Le code de la Légion d’honneur, de la Médaille militaire et de l’ordre national du Mérite précise même qu’aucun insigne ne peut être porté avant que son attributaire n’en ait officiellement pris possession, ce qui interdit toute idée de succession automatique du droit au port.
Pourquoi les décorations restent attachées à une seule personne ?
Le principe qui gouverne tout cela tient en une idée simple : une décoration récompense un mérite personnel, jamais transmissible. Qu’il s’agisse de la Croix de guerre, de la Croix de la Valeur militaire ou des médailles militaires de l’armée française, chacune sanctionne un acte, une ancienneté ou un service rendu par un individu précis, à un moment donné de sa carrière.
Autoriser un enfant ou un petit-enfant à en revendiquer le port reviendrait à diluer ce lien entre le mérite et la personne, un peu comme si un diplôme universitaire se transmettait par héritage. C’est cette logique, plus que la lettre du texte, qui explique la fermeté de la réglementation.
Existe-t-il malgré tout une exception reconnue ?
Une seule dérogation existe à ce jour, et elle concerne l’ordre de la Libération.
Ses insignes ayant cessé d’être attribués depuis 1946, le conseil de l’ordre a admis en 1998 que les descendants directs d’un Compagnon disparu puissent porter sa Croix de la Libération lors de cérémonies officielles, à condition de l’épingler du côté droit de la poitrine, jamais du côté gauche réservé aux titulaires vivants.
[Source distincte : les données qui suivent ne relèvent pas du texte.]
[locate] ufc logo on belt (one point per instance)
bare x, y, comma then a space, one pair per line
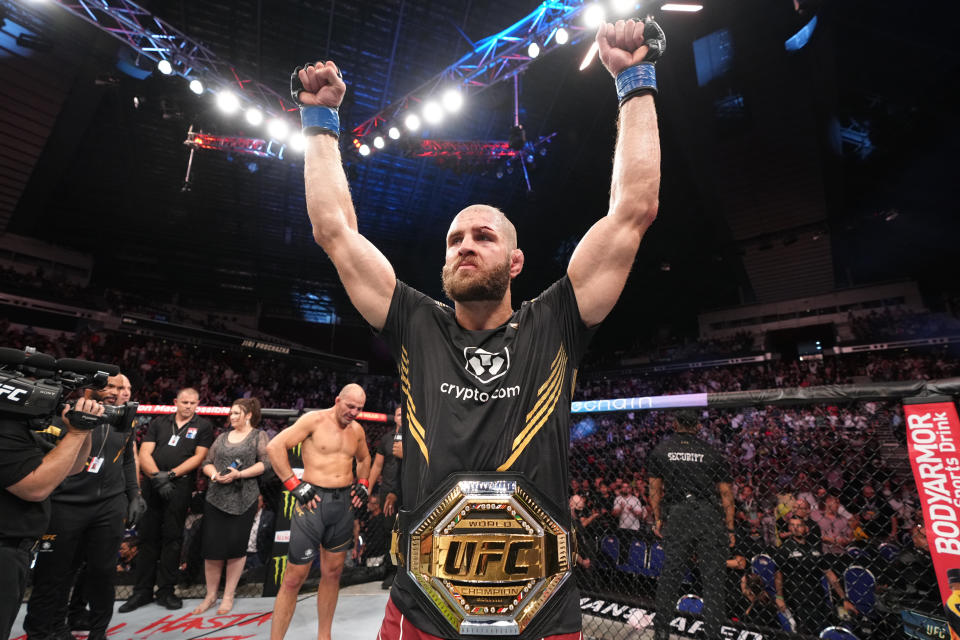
489, 557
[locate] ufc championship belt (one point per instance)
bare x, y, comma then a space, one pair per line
487, 551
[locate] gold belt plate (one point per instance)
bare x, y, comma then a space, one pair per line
488, 556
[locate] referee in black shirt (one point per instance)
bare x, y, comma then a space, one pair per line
87, 524
688, 474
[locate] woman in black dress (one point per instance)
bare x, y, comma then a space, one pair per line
232, 464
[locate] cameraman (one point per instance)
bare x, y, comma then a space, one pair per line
87, 523
28, 477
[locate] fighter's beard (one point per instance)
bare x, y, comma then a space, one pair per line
483, 287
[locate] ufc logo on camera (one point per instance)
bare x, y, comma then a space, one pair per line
14, 394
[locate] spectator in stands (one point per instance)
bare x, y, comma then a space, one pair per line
801, 509
630, 512
801, 565
747, 507
761, 609
835, 530
261, 536
911, 574
172, 450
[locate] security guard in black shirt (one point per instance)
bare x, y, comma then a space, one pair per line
687, 474
87, 523
172, 450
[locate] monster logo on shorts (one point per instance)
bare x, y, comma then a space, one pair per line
486, 366
488, 555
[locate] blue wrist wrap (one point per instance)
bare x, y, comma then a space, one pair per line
316, 120
635, 80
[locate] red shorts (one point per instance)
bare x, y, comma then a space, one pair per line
396, 627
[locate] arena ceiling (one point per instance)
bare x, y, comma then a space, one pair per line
763, 197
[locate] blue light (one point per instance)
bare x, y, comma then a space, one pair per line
799, 40
713, 56
315, 308
582, 429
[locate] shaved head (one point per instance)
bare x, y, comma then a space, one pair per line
353, 391
349, 404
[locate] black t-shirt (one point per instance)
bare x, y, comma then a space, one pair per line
198, 432
110, 469
20, 455
390, 473
689, 467
495, 400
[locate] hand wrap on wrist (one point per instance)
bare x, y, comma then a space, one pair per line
642, 77
315, 119
361, 490
302, 491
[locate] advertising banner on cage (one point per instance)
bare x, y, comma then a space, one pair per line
933, 436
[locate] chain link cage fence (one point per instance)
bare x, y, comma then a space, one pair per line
828, 533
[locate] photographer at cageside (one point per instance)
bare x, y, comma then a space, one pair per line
33, 392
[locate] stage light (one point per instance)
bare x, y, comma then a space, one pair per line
677, 6
228, 101
594, 15
298, 142
278, 129
452, 100
591, 54
432, 112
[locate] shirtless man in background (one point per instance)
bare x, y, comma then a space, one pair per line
331, 439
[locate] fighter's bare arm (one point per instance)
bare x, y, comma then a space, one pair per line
288, 439
363, 455
600, 265
364, 271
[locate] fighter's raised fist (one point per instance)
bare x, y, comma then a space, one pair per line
317, 84
629, 42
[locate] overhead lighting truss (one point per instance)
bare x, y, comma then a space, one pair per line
158, 40
495, 58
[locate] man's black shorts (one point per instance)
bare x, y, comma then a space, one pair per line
330, 526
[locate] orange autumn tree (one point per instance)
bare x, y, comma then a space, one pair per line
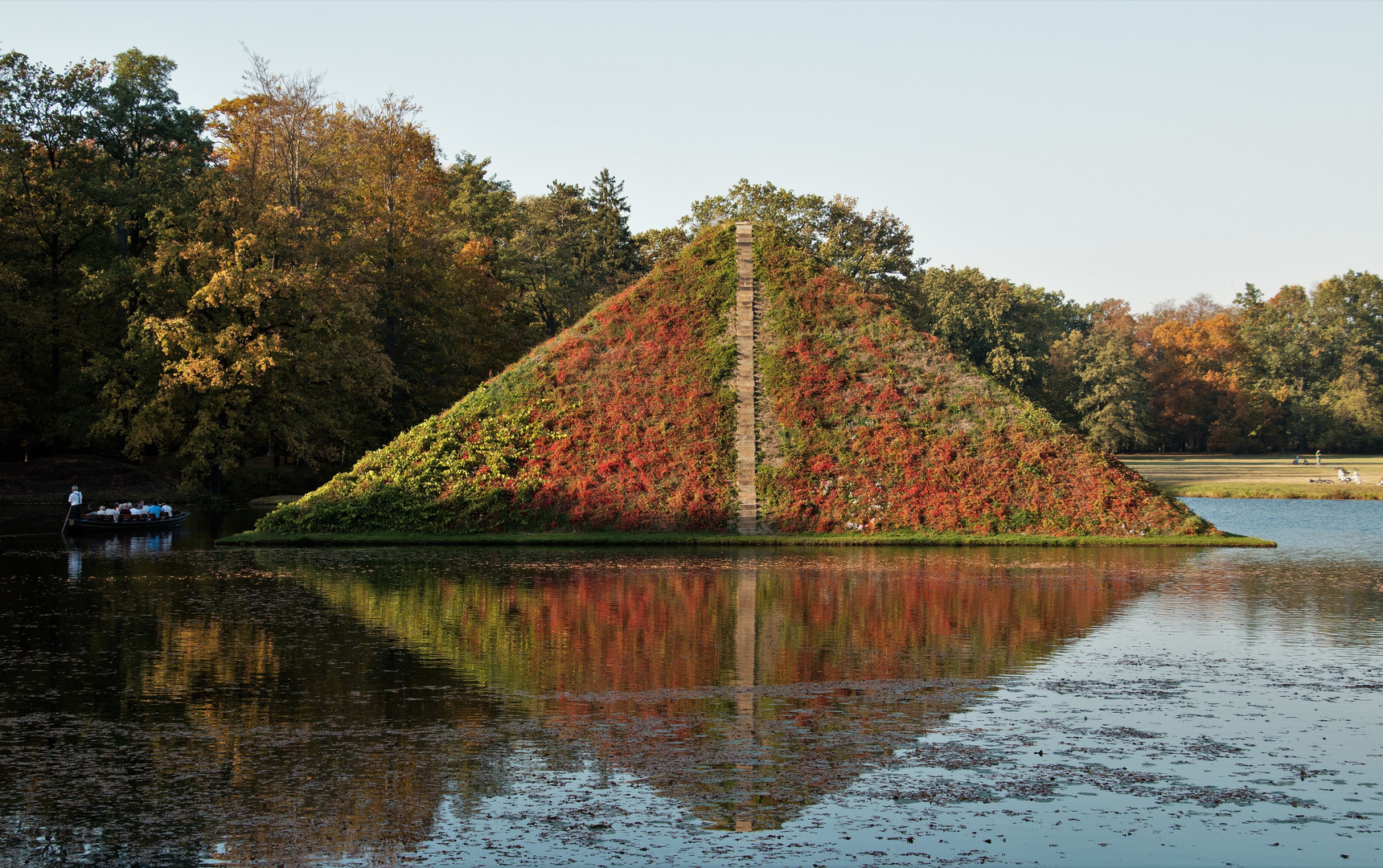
1195, 372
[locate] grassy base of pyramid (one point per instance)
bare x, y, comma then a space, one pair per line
622, 428
731, 539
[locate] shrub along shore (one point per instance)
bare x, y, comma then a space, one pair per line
685, 538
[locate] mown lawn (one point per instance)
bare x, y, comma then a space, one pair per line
1256, 476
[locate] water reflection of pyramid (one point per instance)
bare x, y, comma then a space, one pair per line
741, 380
751, 691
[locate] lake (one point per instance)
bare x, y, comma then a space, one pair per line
163, 702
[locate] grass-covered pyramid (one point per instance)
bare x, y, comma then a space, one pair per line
627, 422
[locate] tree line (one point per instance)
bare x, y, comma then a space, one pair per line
288, 276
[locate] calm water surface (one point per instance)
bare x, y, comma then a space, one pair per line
167, 704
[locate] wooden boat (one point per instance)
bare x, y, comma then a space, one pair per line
126, 524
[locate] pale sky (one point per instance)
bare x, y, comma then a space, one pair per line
1141, 151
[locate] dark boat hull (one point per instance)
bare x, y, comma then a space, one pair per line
128, 526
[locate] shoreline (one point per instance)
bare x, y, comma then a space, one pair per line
675, 538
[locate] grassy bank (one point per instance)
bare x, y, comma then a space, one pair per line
1233, 476
610, 538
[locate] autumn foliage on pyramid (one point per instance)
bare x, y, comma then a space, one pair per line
627, 422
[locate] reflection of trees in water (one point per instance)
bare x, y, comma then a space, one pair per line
157, 718
747, 693
161, 716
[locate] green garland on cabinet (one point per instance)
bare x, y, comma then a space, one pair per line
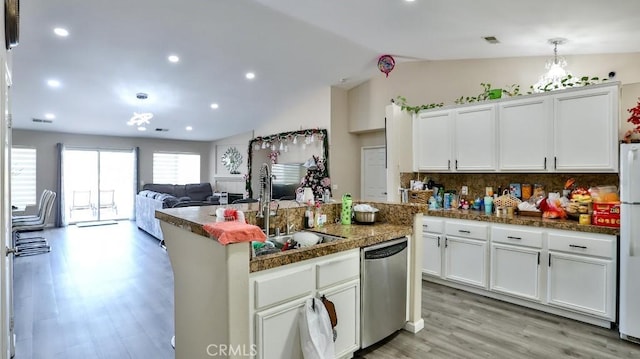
488, 93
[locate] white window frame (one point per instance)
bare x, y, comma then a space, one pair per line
24, 177
176, 167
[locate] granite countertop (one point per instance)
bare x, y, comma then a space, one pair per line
523, 220
396, 220
354, 236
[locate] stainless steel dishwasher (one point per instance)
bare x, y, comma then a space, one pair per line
384, 290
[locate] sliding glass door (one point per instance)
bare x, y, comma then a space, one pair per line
98, 184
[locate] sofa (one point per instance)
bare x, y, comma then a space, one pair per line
155, 196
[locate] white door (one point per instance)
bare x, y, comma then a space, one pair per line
374, 174
6, 259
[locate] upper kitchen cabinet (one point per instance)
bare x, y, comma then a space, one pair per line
586, 130
525, 131
459, 139
475, 138
432, 140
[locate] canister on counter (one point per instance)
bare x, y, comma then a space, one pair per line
584, 219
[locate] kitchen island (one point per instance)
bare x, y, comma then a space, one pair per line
219, 290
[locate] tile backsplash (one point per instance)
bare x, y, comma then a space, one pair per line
553, 182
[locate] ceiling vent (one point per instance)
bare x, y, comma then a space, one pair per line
491, 39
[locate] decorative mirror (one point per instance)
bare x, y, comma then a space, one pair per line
290, 149
232, 159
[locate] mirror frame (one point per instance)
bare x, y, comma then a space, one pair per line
289, 137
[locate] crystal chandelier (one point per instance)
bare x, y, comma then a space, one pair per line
556, 72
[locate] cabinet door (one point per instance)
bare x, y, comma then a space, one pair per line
581, 283
475, 145
432, 143
524, 134
515, 270
431, 254
346, 299
277, 333
586, 130
465, 261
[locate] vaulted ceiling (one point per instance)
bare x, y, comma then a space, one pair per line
116, 49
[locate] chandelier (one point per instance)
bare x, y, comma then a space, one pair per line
140, 119
555, 67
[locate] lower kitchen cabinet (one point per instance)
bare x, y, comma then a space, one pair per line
581, 273
277, 333
346, 299
432, 253
581, 283
465, 260
278, 295
515, 270
564, 272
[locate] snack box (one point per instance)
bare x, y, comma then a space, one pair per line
606, 214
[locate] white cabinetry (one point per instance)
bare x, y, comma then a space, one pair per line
432, 140
475, 145
277, 296
447, 140
524, 132
582, 273
465, 253
515, 261
586, 130
432, 246
574, 130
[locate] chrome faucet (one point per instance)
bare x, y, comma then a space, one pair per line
264, 201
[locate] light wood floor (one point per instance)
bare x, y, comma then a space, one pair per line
107, 292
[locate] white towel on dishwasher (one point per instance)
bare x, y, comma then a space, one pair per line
316, 333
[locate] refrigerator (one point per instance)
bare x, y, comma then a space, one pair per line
630, 242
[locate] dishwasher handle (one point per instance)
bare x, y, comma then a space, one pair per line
386, 251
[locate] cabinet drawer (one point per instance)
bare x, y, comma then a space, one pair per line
285, 286
338, 270
432, 225
466, 230
594, 246
515, 236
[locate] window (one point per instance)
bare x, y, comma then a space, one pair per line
176, 168
23, 177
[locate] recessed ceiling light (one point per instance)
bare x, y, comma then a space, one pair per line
61, 32
53, 83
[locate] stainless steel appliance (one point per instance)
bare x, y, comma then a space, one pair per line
629, 242
384, 290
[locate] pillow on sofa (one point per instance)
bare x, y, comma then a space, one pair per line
168, 201
198, 191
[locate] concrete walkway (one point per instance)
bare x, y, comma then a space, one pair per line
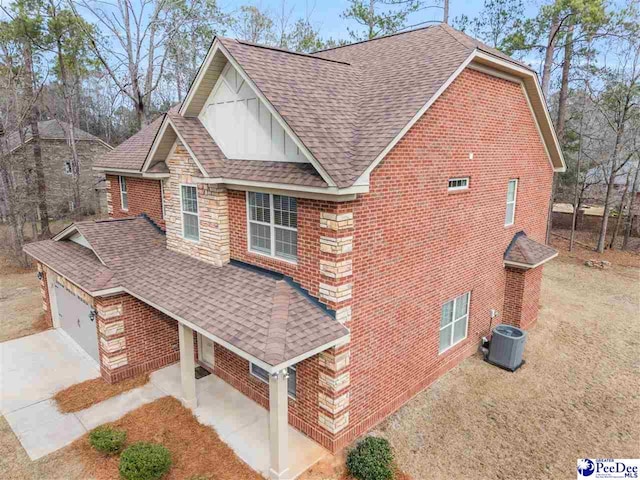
34, 368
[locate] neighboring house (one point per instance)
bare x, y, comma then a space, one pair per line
335, 230
56, 158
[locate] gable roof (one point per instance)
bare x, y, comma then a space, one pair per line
261, 313
50, 130
347, 107
524, 252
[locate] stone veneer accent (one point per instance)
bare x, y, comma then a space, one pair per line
336, 270
213, 246
333, 425
336, 245
333, 221
335, 293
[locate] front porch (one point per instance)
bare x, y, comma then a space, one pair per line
240, 422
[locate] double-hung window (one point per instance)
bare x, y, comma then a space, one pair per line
124, 196
454, 320
273, 225
263, 375
456, 184
189, 206
512, 191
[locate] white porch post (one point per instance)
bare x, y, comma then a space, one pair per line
278, 425
187, 366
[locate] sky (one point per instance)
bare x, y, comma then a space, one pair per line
326, 14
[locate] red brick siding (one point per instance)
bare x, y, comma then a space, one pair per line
522, 296
144, 196
151, 338
416, 246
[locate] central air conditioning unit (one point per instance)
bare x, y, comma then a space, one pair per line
506, 347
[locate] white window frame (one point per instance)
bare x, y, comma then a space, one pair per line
515, 197
197, 214
293, 395
453, 322
124, 192
272, 229
456, 189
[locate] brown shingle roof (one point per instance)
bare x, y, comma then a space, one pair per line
49, 130
131, 154
265, 315
524, 251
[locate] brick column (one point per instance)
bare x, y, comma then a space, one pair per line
44, 291
521, 296
336, 290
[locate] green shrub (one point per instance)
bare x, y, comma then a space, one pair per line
107, 440
371, 459
144, 461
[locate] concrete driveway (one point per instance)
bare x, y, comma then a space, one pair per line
32, 370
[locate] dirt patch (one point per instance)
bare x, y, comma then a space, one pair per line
576, 397
82, 395
195, 449
20, 302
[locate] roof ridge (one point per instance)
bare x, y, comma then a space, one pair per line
277, 334
395, 34
283, 50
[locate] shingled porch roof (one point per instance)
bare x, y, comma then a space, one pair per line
263, 315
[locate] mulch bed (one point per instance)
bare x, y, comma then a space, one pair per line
196, 450
83, 395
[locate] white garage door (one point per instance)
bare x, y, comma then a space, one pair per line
75, 319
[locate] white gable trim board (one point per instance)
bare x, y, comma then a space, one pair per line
242, 125
218, 47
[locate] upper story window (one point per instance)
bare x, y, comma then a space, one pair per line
512, 192
273, 225
458, 184
189, 207
454, 320
124, 196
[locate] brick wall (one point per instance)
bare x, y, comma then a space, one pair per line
143, 197
522, 296
133, 337
416, 246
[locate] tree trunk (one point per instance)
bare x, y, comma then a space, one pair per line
69, 129
34, 116
548, 56
614, 235
564, 86
629, 219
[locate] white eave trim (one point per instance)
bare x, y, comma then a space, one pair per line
521, 71
218, 46
320, 193
527, 266
123, 172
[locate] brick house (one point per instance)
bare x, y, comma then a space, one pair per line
334, 230
57, 158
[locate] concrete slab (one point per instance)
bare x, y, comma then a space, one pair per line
114, 408
34, 368
42, 429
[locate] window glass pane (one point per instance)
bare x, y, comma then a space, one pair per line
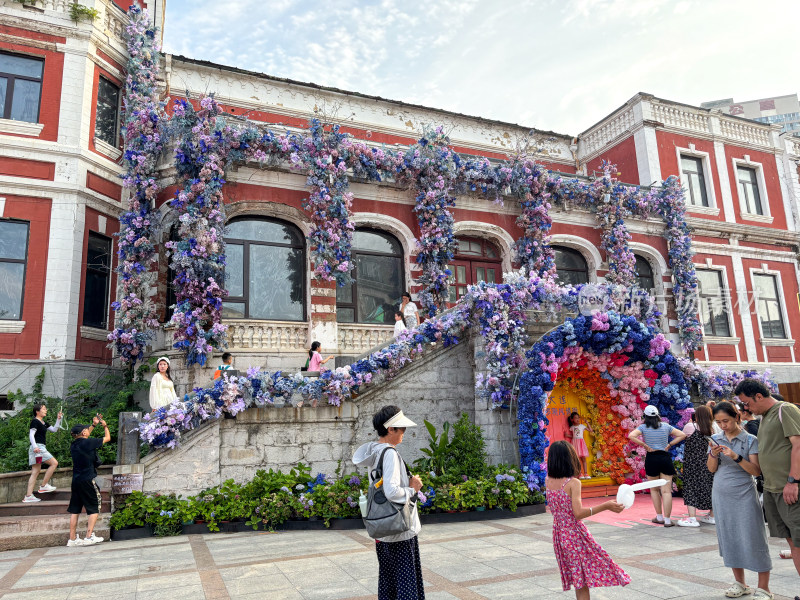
376, 242
346, 315
234, 270
95, 299
25, 105
21, 65
233, 310
107, 112
344, 294
271, 296
263, 231
379, 287
13, 240
11, 279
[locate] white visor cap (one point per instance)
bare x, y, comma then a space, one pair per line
399, 420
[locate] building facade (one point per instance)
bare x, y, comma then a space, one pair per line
60, 201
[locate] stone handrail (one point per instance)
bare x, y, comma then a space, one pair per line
248, 334
358, 338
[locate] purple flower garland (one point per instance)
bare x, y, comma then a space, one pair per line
136, 315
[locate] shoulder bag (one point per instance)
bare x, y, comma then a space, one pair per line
384, 517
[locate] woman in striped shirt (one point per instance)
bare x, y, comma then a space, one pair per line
653, 435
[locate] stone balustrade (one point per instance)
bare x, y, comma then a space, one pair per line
284, 336
359, 338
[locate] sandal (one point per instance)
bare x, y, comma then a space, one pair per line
737, 590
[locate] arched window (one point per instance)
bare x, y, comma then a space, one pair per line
571, 267
378, 279
644, 274
265, 271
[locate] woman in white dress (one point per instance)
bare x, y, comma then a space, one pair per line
162, 390
409, 310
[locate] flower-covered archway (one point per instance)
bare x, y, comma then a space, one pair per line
636, 365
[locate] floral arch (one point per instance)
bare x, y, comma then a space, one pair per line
620, 366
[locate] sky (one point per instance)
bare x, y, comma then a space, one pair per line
556, 65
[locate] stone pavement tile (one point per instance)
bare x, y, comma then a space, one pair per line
169, 582
114, 590
521, 589
180, 592
51, 594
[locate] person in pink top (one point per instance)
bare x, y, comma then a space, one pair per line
315, 360
581, 560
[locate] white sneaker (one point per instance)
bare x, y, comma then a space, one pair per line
687, 522
738, 589
707, 519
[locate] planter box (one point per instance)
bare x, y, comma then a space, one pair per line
132, 533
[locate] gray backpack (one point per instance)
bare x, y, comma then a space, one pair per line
384, 517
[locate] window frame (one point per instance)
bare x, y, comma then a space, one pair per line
776, 278
708, 179
758, 168
245, 297
726, 300
9, 98
571, 250
107, 302
353, 304
118, 113
19, 261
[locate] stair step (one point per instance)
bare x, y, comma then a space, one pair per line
64, 494
31, 524
45, 507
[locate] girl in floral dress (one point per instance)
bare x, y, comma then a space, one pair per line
581, 560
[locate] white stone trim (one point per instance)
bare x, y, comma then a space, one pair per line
762, 190
94, 333
11, 326
493, 233
107, 149
708, 178
21, 127
787, 329
589, 251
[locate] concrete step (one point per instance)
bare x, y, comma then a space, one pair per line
64, 494
45, 507
20, 533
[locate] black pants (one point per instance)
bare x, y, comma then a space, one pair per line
399, 570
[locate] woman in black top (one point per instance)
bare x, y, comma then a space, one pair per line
38, 454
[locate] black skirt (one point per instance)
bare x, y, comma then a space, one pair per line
658, 462
399, 570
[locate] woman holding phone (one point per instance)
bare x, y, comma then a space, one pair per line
38, 454
742, 538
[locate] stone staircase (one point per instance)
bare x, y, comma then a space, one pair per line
46, 523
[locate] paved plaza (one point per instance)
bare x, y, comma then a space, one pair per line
505, 559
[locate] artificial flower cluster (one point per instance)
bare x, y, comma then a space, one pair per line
143, 117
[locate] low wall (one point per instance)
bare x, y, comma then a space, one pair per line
438, 387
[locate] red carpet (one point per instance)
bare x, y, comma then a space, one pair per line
641, 512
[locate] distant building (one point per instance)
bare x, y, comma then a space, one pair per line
781, 110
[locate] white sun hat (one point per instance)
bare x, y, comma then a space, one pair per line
399, 420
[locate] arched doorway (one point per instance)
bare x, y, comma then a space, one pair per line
475, 260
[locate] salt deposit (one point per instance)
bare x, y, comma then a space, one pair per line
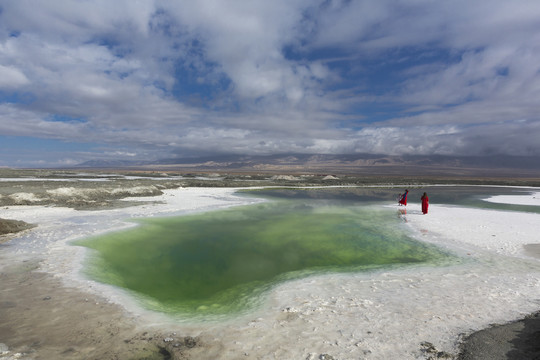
383, 314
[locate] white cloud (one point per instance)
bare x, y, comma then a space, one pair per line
11, 77
266, 76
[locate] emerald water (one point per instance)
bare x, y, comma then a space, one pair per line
221, 262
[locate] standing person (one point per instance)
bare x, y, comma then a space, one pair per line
403, 198
425, 203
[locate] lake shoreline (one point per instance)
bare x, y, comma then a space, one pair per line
131, 334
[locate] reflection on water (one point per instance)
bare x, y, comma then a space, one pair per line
221, 261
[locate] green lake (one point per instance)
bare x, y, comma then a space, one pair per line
221, 262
Cette règle du côté droit s’est d’ailleurs diffusée par tolérance dans d’autres cérémonies du souvenir, où des jeunes arborent la médaille d’un aïeul sans revendiquer un droit qu’ils n’ont pas, la position de l’insigne suffisant à lever toute ambiguïté aux yeux des autres participants.
Le sujet a-t-il déjà été porté devant le Parlement ?
Oui, et à plusieurs reprises.
Des parlementaires ont interpellé le ministère des Armées pour demander qu’une dérogation similaire à celle de l’ordre de la Libération soit étendue à la Médaille militaire ou à la Croix de la Valeur militaire, en s’appuyant notamment sur l’exemple du Royaume-Uni, où les proches peuvent porter les décorations d’un ancien combattant décédé lors des commémorations. La réponse gouvernementale a toujours été la même : aucune modification n’est envisagée, le caractère strictement personnel des honneurs rendus par la Nation restant un principe non négociable. Le débat n’est pas clos pour autant, il resurgit à chaque génération de vétérans qui s’éteint.
Comment les familles honorent alors leurs anciens combattants ?
En pratique, les associations d’anciens combattants ont développé leurs propres usages pour concilier respect de la loi et devoir de mémoire.
Lors des obsèques, un coussin présentant les décorations du défunt peut accompagner le cercueil recouvert du drapeau tricolore, sans que quiconque ne les porte sur soi. Lors des commémorations, un jeune peut se voir confier la médaille d’un parent disparu, épinglée du côté droit, en signe de transmission symbolique plutôt que de titularité.
Ces gestes, tolérés et même encouragés par les autorités, permettent de faire vivre une mémoire familiale sans jamais franchir la limite fixée par le droit.
Que retenir avant la prochaine cérémonie du souvenir ?
Le port d’une médaille militaire reste un acte personnel, attaché à celui qui l’a méritée, et non un bien qui se lègue avec les autres souvenirs de famille. Seule l’exception de l’ordre de la Libération déroge formellement à cette règle. Pour les autres décorations, la coutume du côté droit et la présentation sur coussin restent les façons les plus sûres, et les plus respectueuses, de rendre hommage à un proche disparu sans s’exposer à une infraction que la plupart des familles ignorent tout simplement.